Freezing festivals, Joshua Bell and the latest essential CDs all feature
in this week’s classical music coverage on The Arts Desk.
|
Vinterfest - Nikolai Lund |
Braving the sub-zero temperatures of Sweden in mid-winter, Kate Connolly
found herself in Dalarna for the Vinterfest festival. Egos and snowboots were
left at the door for this no-nonsense chamber music festival held in a variety
of unusual venues (churches, gyms, museums) across the province. Highlights
this year included Fröst and Friends – a classical jamming session complete
with candlelit dinner, where clarinettist and Vinterfest artistic director
Martin Fröst teamed up with Swedish soprano Kerstin Avemo for a breathtaking
rendition of Eden Ahbez’s Nature Boy - and Polish ensemble
Apollon Musagete Quartett, who particularly impressed with their show-closer,
Stravinsky’s Tango. With plenty of skiing and skating to break up the
concert-going, it’s a festival with a difference that looks set to be just as
great next year, with Anne Sofie von Otter and Leif Ove Andsnes already booked.
|
Edward Gardner credit Jillian Edelstein Camera Press London |
Graham Rickson, meanwhile, was sifting through the latest classical CD releases, and selected his three must-haves. Lisa Smirnova’s
dazzling, life-enhancing Handel: The Eight Great Suites came
highly recommended, making Rickson want to skip around the room with its
unshowy clarity and uplifting rhythms. Lutoslawski: Orchestral Works II was
another brilliant and generous disc, with the BBC SO in fine fettle playing
some of the earliest and latest of the 20th-century composer’s
works. Together with pianist Louis Lortie and Edward Gardner’s faultless
conducting, they showed Lutoslawski’s orchestral writing in its best light. And
lastly, Alexander Melnikov bravely pairs Shostakovich’s two piano concertos –
the first more optimistic here than usual, the second more sinister and edgy –
with his later, rather haunting Violin Sonata, here invested with great
humanity by Isabelle Faust. Wise decisions all round.

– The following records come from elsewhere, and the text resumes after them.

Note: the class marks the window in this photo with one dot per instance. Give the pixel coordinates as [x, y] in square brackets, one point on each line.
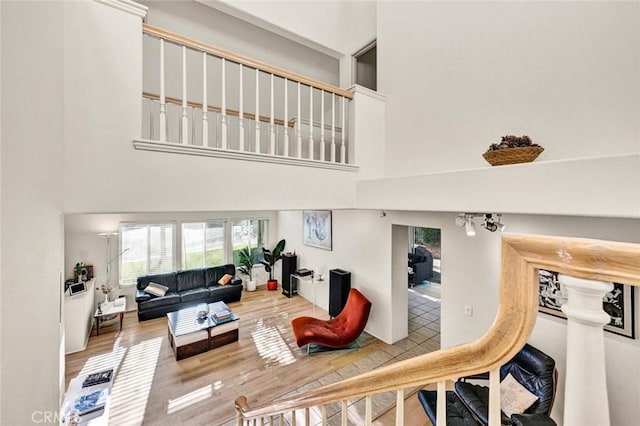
[252, 233]
[202, 244]
[146, 249]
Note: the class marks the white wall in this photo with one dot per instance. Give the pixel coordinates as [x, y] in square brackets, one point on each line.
[83, 244]
[364, 242]
[458, 75]
[343, 27]
[32, 225]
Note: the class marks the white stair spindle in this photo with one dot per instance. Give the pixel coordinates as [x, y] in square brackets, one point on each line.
[272, 127]
[310, 154]
[257, 144]
[333, 127]
[184, 124]
[322, 125]
[163, 103]
[585, 397]
[241, 115]
[368, 416]
[494, 397]
[223, 112]
[441, 404]
[205, 123]
[298, 124]
[343, 150]
[286, 120]
[400, 407]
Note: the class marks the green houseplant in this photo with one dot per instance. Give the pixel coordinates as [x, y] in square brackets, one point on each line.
[270, 259]
[246, 259]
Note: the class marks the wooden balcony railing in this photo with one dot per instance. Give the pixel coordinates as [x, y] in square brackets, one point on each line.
[314, 132]
[522, 256]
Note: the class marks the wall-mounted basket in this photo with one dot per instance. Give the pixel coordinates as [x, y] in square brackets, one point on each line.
[505, 156]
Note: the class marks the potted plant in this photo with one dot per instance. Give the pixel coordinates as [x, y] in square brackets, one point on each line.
[270, 259]
[246, 259]
[512, 150]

Star violinist Joshua Bell was the big draw at the Royal Festival Hall
on 22 February, where he was joined by Jurowski’s London Philharmonic Orchestra
to grapple with a curious hotch potch of Zemlinksy, Mozart, Szymanowski and
Brahms. Brahms’s Violin Concerto was the main attraction, yet it turned out to
be the most uneven performance of the night, leaving Alexandra Coghlan
impressed but emotionally underwhelmed. Whereas Mozart’s Symphony No 32 in G
major made a great curtain raiser, Zemlinksy’s Psalm 23 had a bucolic charm
before the composer’s tendency towards bombast took over, and Szymanowski’s
Symphony No 3, though occasionally tipping over into a cacophony which swamped
soloist Jeremy Ovenden, was wonderfully textured. Whether by accident or
design, it was certainly a thought-provoking concert.